Emmi has continued to see its share price rise after another acquisition deal to improve the Swiss dairy giant's presence in key international markets.

This week, Emmi announced it has acquired 70% of Netherlands-based AVH Dairy Trade, handing the firm a stronger foothold in what it described as the "flourishing" niche market for sheep's and goat's milk products, and predominantly cheese.

Althought relatively small, the deal represents another step in Emmi's strategy to reduce reliance on its home market of Switzerland. AVH Dairy Trade is a strong exporter and had estimated sales of EUR16.5m (US$21.6m) in 2012.

When it comes to global dairy sales, cow's milk is clearly the number one choice of for both liquid milk and added value products.
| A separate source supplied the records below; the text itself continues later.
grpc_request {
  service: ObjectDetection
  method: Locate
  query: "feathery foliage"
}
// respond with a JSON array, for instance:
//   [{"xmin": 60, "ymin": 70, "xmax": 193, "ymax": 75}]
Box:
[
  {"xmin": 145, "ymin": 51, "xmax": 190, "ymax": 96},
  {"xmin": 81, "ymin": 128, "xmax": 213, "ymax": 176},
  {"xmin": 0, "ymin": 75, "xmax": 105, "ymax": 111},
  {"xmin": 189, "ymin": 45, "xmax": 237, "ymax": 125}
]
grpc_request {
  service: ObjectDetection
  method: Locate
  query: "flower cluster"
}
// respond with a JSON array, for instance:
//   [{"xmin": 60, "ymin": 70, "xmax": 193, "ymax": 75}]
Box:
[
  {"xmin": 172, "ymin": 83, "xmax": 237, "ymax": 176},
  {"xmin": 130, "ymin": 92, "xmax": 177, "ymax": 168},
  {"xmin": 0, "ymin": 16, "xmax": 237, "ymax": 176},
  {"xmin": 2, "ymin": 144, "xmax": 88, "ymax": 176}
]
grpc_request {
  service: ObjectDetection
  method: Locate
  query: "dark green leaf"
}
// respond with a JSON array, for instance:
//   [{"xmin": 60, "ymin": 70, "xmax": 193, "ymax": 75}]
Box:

"Sheep's and goat's milk will always remain a niche," Esther Gerster, spokesperson for Emmi, told just-food. "But, currently, sheep's milk is growing [sales] faster than cow's milk and this deal helps us to position ourselves as one of the main producers."

Emmi is already active in goat's and sheep's milk in both Switzerland and the US. It sees the addition of AVH Dairy supply as most beneficial for its business in developed markets, rather than emerging regions.

Largely, this means a focus on the European Union and US, as more highly sophisticated dairy markets. "The normal development of milk products consumption is that people start with milk, then yoghurt and then cheese," said Gerster.

The deal appeared to strengthen investors' confidence in Emmi, driving its share price up by a further 3% today (8 January), on the back of significant gains over the last six months.

According to some analysts, AVH Dairy Trade represents a fairly risk-free addition for Emmi. "We presume the contribution to group earnings will be negligible and suspect it paid under CHF5m for the [70%] stake," said Kepler analyst Jon Cox in a note.

More generally, Cox added that Emmi's recent share price gains represent "expectations of a strong year for the company" when it reports full-year results on 7 February.

If there is a key short-term risk to Emmi's relationship with investors, then it is here. Can its results match expectations that appear to be rising by the day?

Full-year, headline profits should be buoyed by a one-time gain on the disposal of the Butterzentrale site registered in the firm's first-half. This enabled half-year profits to increase by 55% off a net sales rise of just 2%.

Looking longer-term, Emmi's underlying results will provide an important opportunity for all associated with the group to measure progress of its strategy to achieve a more equal balance between domestic and international sales.

In July last year, Emmi acquired controlling interests in both France's Diprola and Spain's Kaiku.

In an interview with just-food in November, Emmi's head of international business, Matthias Kunz, said the firm was "very close" to its targeted 50-50 split between home and overseas sales. "It's right on plan," he said.